06 March 2006
By ANDREW JANES
Long-addicted to cheap abundant Middle East oil, the United States – and the rest of the world – may soon have to go on the methadone programme.
That is the message from American oil industry insider Matthew Simmons, who is in New Zealand to speak at Crown Minerals' 2006 Petroleum Conference, which starts today.
Mr Simmons is the founder, chairman and chief executive of Simmons and Co, an investment bank specialising in the oil industry, which counts Halliburton, General Electric and the World Bank among its clients. He served as an energy adviser on the Bush-Cheney 2000 presidential campaign and most recently caused a stir in energy circles with his book – Twilight in the Desert – The Coming Saudi Oil Shock and the World Economy, published last year.
His basic thesis, which he came to after poring over thousands of pages of technical reports, is that some of the world's largest oil fields are running out a lot quicker than what he calls the "infinitely smug" forecasts coming out of organisations such as the International Energy Agency suggest.
In his book Mr Simmons predicts that the price of a barrel of oil (currently about $US60) will be in the high triple digits within a few years. And he is willing to put his money where his mouth his, making a highly public $US5000 bet with a New York Times columnist that oil prices will be at $US200 a barrel by 2010.

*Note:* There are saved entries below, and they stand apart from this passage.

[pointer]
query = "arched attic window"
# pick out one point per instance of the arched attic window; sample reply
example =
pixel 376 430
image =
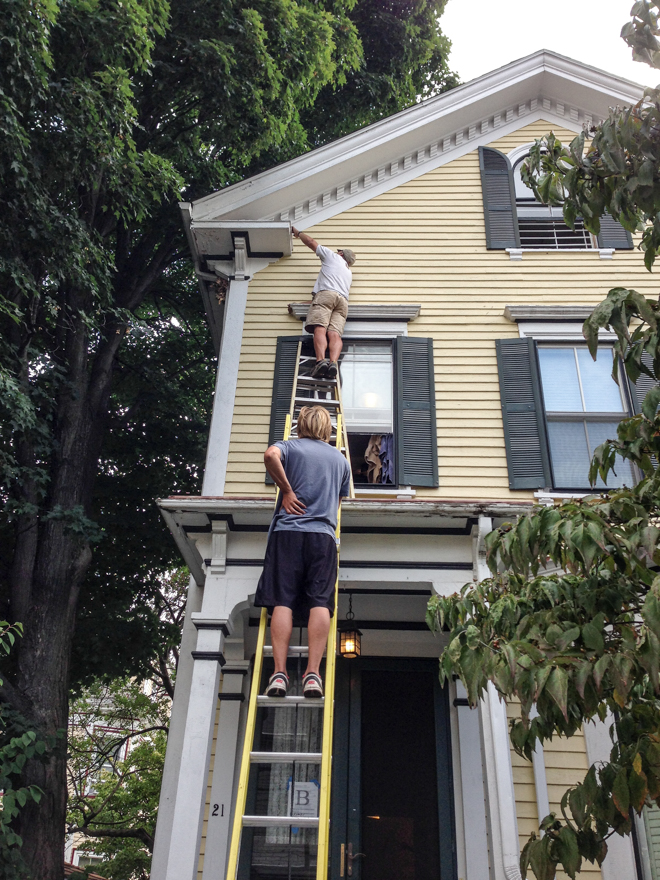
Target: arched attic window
pixel 542 227
pixel 515 220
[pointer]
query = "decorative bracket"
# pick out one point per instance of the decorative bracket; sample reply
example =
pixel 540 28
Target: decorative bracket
pixel 240 258
pixel 218 564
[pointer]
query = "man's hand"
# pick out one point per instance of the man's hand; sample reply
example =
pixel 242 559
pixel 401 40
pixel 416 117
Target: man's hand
pixel 306 239
pixel 291 503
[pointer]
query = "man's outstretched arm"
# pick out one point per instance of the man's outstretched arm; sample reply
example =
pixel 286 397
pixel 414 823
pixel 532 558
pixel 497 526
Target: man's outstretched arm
pixel 306 239
pixel 273 462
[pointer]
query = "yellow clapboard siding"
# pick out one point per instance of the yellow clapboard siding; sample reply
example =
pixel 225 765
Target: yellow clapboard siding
pixel 424 242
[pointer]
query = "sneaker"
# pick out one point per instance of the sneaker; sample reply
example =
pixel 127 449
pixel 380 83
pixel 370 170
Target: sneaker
pixel 278 684
pixel 320 370
pixel 312 686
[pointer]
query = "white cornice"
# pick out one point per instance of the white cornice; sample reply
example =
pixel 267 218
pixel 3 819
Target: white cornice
pixel 333 178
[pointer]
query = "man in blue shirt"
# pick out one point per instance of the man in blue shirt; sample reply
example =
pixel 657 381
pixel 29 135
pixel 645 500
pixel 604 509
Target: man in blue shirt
pixel 300 568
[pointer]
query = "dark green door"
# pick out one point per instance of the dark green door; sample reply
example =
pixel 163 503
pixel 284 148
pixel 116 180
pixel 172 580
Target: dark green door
pixel 392 803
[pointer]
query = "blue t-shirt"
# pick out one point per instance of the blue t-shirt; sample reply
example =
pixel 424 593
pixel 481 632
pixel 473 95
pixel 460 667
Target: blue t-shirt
pixel 319 475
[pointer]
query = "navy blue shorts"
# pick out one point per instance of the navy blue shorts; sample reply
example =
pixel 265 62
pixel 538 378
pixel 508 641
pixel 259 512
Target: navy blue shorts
pixel 300 572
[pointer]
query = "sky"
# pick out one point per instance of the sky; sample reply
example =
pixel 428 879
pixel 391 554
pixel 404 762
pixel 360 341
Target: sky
pixel 585 30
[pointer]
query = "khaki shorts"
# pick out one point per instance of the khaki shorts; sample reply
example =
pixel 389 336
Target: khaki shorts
pixel 329 309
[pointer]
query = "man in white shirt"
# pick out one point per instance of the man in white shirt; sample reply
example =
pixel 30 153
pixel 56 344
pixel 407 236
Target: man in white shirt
pixel 327 314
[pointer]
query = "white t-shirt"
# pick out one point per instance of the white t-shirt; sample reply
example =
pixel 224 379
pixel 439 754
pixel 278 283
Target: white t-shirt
pixel 334 274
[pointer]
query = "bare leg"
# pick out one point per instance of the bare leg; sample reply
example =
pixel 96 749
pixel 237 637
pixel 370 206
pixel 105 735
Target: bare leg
pixel 335 344
pixel 320 342
pixel 281 624
pixel 317 637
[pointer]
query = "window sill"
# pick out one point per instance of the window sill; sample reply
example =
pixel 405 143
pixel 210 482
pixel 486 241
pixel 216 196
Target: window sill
pixel 549 498
pixel 403 494
pixel 603 253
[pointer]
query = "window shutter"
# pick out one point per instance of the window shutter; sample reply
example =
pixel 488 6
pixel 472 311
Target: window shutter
pixel 612 234
pixel 285 365
pixel 525 436
pixel 416 439
pixel 643 385
pixel 499 197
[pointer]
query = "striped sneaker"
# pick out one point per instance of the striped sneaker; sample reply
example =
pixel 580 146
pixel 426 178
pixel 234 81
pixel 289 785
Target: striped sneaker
pixel 278 684
pixel 312 686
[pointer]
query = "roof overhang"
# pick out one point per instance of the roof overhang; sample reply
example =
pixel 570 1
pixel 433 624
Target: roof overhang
pixel 328 180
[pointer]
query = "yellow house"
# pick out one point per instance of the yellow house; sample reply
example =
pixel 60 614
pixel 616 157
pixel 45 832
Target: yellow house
pixel 464 366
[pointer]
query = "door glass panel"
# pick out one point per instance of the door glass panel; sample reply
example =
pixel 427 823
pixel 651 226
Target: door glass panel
pixel 400 834
pixel 366 387
pixel 289 788
pixel 561 388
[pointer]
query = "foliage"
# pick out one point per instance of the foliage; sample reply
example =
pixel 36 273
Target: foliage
pixel 619 171
pixel 17 744
pixel 569 622
pixel 117 745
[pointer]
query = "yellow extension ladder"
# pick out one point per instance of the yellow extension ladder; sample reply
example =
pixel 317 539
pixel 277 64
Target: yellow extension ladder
pixel 307 391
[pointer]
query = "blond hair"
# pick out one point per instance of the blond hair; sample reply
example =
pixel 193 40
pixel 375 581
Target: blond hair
pixel 314 423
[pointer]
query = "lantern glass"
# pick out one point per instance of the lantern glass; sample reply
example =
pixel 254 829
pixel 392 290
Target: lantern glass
pixel 350 643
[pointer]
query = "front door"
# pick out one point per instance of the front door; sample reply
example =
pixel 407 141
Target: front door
pixel 392 803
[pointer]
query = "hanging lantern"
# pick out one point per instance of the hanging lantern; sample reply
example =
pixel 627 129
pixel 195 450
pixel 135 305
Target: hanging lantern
pixel 349 635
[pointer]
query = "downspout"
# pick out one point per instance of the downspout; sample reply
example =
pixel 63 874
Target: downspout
pixel 497 754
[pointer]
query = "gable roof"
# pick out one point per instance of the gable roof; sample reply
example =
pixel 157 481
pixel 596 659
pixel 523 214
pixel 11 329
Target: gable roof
pixel 374 159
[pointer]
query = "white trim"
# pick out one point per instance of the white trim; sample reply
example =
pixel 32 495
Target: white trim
pixel 217 451
pixel 556 331
pixel 175 737
pixel 372 160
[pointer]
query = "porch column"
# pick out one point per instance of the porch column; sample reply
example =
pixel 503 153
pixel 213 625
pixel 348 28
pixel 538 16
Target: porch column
pixel 186 833
pixel 224 770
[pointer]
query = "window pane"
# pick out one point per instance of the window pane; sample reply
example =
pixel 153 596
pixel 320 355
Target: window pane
pixel 570 455
pixel 561 389
pixel 601 393
pixel 366 377
pixel 598 433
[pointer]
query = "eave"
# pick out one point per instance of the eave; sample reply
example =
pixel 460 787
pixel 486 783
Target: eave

"I'm not sure about the exact date but it's well within the realms of possibility," Mr Simmons says.
"I wouldn't have just said that for the publicity."
Simmons says that more than 30 years running Simmons and Co has made him a highly cynical observer of conventional wisdom in the oil and gas industry.
He kept wondering how energy industry analysts could come up with such specific predictions about how much oil could be produced when most of the data on the fields was kept secret by the large oil companies.
"This is an industry that's being run by anecdote."
One of the main things Simmons calls for in his book is energy data reform – requiring the oil majors, including Saudi Arabia's state-owned oil company Saudi Aramco, to provide quarterly reports on all of their oil fields.
But unlike many in the peak oil movement – who predict a doomsday scenario of economic collapse and wars over scarce resources – Mr Simmons is optimistic that the world will figure out ways to deal with permanently high oil prices.
"I think we are primarily going to figure out how to use a lot less energy through changes in the way we distribute goods over long distances and by letting more people work from where they want."
He says he is still close to the Bush administration and recently met US Secretary of Energy Sam Bodman, whom he says is taking the issue seriously.
And he describes President George Bush's State of the Union speech in January, in which Mr Bush talked of breaking America's addiction to oil and ramping up investment in alternative energy, as "one of the really great turning points in America's history".
"I think the message of breaking our addiction to oil is one that we are going to hear a lot more of from Bush and whoever replaces him."